Diagnostics company AdvanDx is getting a $12 million infusion from the Merck Global Health Innovation Fund to expand its product offerings and sales and marketing efforts in the U.S. and abroad.

The Series B-1 funding arrives in the wake of AdvanDx's 510(k) submission to FDA for its mecA XpressFISH test, which the company describes in a statement as "a novel method for the rapid detection of methicillin-resistant Staphylococcus aureus (MRSA) from positive blood cultures." In November 2013 the company received a CE mark for a 20-minute test for the identification of yeast from positive blood cultures, according to the statement.

"This latest round of financing will enable us to expand our product portfolio in order to help hospitals improve patient outcomes and reduce overall healthcare costs," said Dr. Dennis Langer, CEO of AdvanDx, in a statement.

AdvanDx focuses on developing diagnostics for bloodstream infections and other bacteria. Interest in antibacterials waned as areas like oncology took center stage, but concern about treatment-resistant strains is growing, including among industry players.

In February, Roche ($RHHBY) teamed up with Cambridge, U.K.'s Discuva to conduct research on multidrug-resistant bacteria. In addition, Germany's Evotec AG and Harvard University announced in May 2013 that they will hunt for and develop novel antibacterial agents in hopes of creating a new class of antibiotics.
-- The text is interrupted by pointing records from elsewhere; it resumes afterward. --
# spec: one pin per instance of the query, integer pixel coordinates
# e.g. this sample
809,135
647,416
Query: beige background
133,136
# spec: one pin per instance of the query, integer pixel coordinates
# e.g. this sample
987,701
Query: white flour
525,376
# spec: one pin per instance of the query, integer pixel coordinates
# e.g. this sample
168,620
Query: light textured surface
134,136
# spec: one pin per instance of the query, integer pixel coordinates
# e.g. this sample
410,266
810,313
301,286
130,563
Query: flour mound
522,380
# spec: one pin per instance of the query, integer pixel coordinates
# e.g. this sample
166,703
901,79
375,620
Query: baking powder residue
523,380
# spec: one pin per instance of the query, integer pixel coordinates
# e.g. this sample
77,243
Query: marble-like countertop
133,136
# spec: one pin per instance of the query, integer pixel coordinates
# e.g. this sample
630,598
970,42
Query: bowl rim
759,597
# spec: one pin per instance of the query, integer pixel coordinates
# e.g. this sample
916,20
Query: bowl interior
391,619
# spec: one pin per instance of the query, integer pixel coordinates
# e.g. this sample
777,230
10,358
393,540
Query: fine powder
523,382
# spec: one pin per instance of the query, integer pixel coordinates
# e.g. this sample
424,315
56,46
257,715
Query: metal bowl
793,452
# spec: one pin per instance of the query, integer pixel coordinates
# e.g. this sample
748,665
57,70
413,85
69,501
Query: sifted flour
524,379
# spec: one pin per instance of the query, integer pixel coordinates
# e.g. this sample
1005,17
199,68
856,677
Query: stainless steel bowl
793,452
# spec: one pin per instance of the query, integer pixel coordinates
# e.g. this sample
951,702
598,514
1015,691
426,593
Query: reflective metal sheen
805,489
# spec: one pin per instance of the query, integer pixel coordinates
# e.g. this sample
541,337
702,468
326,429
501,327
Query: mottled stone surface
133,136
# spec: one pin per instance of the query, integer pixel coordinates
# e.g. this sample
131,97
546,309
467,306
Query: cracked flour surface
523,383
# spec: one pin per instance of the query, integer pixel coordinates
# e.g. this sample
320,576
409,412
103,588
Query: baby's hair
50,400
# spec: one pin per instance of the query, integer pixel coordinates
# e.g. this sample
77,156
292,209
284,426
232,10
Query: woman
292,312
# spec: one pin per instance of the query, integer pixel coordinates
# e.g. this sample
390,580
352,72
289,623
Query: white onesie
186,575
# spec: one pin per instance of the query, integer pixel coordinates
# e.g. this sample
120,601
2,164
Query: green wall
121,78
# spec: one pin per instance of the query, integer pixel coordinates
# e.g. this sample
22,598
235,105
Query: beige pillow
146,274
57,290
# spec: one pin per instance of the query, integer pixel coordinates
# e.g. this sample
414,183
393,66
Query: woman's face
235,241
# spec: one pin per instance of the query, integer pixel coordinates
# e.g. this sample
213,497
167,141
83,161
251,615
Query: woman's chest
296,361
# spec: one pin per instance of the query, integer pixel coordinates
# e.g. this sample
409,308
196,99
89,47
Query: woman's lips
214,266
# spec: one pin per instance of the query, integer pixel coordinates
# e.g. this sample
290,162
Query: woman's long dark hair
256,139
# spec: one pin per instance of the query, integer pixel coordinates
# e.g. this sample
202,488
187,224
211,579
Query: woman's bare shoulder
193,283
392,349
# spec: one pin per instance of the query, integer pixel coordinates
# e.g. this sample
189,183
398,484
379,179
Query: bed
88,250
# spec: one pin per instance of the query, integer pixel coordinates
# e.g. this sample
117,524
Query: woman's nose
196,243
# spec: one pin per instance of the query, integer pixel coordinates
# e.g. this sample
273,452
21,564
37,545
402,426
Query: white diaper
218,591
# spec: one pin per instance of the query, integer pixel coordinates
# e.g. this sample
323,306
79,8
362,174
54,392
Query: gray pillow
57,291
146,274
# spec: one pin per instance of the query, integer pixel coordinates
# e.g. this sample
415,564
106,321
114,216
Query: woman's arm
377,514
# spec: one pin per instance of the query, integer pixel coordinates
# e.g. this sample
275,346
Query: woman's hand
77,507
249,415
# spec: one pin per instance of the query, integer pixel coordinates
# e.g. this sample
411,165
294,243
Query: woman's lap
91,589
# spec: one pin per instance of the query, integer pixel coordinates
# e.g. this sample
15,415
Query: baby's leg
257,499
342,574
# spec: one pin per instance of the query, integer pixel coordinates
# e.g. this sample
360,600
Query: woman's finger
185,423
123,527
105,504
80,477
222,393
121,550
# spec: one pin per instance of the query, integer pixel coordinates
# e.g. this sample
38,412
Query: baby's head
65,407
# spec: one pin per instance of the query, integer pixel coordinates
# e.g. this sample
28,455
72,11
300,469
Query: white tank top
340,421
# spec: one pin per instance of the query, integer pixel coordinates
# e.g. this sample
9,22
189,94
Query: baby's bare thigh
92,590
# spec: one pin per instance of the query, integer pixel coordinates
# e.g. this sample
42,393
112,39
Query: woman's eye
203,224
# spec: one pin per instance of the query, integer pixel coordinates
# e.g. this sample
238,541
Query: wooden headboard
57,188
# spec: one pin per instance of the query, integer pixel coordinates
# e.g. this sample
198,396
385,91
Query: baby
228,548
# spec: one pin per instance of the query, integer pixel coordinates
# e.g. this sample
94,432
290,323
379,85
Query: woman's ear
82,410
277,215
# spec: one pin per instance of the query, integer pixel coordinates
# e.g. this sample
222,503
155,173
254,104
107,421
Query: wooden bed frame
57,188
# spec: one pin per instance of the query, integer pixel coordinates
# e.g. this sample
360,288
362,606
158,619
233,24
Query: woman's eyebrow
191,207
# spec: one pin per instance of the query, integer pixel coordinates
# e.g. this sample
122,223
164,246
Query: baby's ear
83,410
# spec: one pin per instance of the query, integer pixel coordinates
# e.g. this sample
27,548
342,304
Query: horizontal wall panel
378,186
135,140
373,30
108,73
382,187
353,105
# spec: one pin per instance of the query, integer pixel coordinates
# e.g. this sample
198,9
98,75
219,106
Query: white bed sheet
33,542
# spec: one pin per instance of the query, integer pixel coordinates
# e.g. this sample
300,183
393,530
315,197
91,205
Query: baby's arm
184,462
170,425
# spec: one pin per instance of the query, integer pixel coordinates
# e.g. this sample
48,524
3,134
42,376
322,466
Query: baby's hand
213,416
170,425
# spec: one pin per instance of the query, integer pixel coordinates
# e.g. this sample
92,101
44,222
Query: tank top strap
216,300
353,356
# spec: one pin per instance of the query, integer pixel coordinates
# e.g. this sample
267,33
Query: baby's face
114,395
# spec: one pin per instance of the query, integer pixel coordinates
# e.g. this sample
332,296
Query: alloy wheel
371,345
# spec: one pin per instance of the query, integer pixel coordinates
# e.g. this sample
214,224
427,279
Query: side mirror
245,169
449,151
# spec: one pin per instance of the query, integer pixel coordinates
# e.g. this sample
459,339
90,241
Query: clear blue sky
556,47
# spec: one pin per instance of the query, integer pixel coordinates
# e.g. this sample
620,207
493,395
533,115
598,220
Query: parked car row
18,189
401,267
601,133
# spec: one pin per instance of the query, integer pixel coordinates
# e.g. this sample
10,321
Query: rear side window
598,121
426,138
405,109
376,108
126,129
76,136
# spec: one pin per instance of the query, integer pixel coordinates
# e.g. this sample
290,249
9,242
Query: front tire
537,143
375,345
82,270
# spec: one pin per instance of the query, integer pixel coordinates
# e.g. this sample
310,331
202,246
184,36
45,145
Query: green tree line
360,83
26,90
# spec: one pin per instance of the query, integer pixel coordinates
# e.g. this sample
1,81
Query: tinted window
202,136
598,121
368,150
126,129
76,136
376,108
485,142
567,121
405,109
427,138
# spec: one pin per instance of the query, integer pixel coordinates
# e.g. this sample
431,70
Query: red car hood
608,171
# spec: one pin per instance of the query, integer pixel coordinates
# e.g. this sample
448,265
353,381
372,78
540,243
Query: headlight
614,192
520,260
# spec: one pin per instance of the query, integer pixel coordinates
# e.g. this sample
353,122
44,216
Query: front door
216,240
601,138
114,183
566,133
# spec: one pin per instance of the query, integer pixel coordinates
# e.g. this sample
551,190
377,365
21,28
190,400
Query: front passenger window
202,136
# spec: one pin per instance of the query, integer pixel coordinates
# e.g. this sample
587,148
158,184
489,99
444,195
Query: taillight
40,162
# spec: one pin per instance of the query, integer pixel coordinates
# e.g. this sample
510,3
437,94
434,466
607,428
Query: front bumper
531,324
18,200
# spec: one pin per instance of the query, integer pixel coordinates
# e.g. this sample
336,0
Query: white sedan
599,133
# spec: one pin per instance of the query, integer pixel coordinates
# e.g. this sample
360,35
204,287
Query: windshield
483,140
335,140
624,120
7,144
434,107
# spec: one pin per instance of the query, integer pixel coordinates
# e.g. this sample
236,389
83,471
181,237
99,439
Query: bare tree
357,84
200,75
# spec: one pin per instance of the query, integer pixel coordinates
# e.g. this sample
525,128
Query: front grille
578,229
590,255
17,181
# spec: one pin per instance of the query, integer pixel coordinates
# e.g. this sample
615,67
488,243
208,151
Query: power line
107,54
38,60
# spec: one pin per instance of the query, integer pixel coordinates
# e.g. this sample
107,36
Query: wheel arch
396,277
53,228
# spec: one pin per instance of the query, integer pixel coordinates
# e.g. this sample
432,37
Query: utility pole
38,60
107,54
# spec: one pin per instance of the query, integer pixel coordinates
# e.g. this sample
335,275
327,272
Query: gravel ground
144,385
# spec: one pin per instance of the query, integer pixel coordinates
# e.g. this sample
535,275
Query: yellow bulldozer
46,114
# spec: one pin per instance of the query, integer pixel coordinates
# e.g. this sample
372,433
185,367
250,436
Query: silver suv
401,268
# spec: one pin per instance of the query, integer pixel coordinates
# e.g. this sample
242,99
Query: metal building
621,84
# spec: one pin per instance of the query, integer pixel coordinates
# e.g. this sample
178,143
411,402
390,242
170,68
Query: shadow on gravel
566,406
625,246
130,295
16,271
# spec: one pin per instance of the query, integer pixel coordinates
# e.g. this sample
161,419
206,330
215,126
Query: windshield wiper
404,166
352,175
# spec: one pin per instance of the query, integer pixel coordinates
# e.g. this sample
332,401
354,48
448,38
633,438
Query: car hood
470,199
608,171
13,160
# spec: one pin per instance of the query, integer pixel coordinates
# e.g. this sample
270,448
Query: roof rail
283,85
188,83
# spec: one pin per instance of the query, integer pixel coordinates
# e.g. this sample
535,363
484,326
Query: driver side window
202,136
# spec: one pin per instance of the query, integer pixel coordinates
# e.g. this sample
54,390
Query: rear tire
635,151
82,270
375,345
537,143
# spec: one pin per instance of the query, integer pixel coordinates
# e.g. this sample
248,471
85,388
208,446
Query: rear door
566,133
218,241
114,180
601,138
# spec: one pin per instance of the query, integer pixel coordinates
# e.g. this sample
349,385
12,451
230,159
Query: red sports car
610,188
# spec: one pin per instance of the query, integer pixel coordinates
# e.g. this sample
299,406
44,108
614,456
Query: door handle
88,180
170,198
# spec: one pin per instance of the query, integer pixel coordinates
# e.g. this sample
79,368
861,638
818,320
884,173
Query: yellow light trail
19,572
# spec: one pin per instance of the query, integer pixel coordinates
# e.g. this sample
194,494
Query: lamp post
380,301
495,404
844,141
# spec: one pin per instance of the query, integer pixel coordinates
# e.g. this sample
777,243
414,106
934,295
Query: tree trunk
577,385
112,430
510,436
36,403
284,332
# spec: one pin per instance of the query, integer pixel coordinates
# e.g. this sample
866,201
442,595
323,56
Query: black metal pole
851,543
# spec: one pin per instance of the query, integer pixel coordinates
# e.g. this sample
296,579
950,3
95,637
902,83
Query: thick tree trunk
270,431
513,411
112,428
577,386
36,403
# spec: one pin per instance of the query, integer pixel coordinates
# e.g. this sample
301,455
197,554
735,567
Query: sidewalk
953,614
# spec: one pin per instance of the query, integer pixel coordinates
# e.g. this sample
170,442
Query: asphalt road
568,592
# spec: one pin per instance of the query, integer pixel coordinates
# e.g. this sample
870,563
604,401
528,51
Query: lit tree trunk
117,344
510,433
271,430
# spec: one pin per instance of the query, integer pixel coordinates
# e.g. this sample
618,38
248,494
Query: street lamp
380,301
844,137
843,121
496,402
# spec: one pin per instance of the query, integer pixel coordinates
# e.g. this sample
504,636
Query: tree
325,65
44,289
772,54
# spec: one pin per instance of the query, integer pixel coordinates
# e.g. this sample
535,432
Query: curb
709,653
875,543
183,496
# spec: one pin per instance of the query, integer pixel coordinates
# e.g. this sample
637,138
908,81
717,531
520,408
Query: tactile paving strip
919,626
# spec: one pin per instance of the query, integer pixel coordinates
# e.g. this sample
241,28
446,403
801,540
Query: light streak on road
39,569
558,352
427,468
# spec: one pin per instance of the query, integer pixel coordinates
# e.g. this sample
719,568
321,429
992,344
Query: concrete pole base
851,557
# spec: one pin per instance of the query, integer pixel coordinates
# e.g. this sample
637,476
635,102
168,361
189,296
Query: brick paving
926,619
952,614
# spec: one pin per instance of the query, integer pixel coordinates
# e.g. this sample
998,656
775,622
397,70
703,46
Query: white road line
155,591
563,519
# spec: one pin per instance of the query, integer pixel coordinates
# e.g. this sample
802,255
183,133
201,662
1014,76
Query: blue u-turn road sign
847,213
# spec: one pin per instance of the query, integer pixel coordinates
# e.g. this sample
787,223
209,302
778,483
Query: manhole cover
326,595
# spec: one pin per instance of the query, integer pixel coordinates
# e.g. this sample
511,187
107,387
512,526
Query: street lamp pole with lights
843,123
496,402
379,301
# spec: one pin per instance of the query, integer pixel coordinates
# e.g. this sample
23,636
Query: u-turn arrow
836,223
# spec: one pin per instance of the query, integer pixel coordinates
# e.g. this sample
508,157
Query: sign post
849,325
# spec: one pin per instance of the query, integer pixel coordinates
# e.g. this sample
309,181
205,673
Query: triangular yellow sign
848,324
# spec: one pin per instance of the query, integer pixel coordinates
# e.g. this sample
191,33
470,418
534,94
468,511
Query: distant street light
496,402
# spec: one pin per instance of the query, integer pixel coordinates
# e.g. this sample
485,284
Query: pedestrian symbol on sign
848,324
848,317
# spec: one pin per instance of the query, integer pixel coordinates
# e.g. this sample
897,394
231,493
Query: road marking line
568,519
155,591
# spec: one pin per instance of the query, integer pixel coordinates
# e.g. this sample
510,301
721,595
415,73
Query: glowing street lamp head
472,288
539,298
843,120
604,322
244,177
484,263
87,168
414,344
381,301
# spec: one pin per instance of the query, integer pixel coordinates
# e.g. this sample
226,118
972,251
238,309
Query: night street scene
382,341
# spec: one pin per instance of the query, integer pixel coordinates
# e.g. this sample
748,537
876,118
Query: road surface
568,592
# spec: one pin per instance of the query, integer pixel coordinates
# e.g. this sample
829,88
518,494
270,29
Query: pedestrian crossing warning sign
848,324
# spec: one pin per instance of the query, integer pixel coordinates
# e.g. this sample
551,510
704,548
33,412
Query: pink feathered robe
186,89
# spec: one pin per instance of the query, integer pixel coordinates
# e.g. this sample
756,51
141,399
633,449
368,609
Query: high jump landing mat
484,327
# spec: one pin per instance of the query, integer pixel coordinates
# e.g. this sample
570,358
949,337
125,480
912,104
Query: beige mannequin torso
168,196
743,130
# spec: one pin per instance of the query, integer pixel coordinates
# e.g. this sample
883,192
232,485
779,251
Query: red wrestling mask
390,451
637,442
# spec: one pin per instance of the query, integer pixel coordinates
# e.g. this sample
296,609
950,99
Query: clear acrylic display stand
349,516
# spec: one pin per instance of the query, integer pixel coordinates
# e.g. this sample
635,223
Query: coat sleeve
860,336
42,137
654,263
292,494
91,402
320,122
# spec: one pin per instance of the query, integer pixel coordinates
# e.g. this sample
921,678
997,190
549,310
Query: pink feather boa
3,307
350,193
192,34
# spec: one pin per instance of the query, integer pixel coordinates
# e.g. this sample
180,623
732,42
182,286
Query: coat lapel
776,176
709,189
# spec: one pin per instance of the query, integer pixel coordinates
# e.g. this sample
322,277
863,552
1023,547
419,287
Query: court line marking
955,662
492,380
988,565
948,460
Now it's Merck's ($MRK) turn to invest in bacterial diseases.

"As the problem of antimicrobial resistance continues to grow worldwide, products that help hospitals implement antimicrobial stewardship programs are urgently needed," said David Rubin, managing director at Merck GHI, in a statement.

On its website AdvanDx says its products help doctors optimize antibiotic therapy quickly so that they can minimize unnecessary medication while reducing costs.

Still, the director of the Centers for Disease Control and Prevention, Tom Frieden, recently warned that the pipeline for new antibiotics is "nearly empty for the short-term."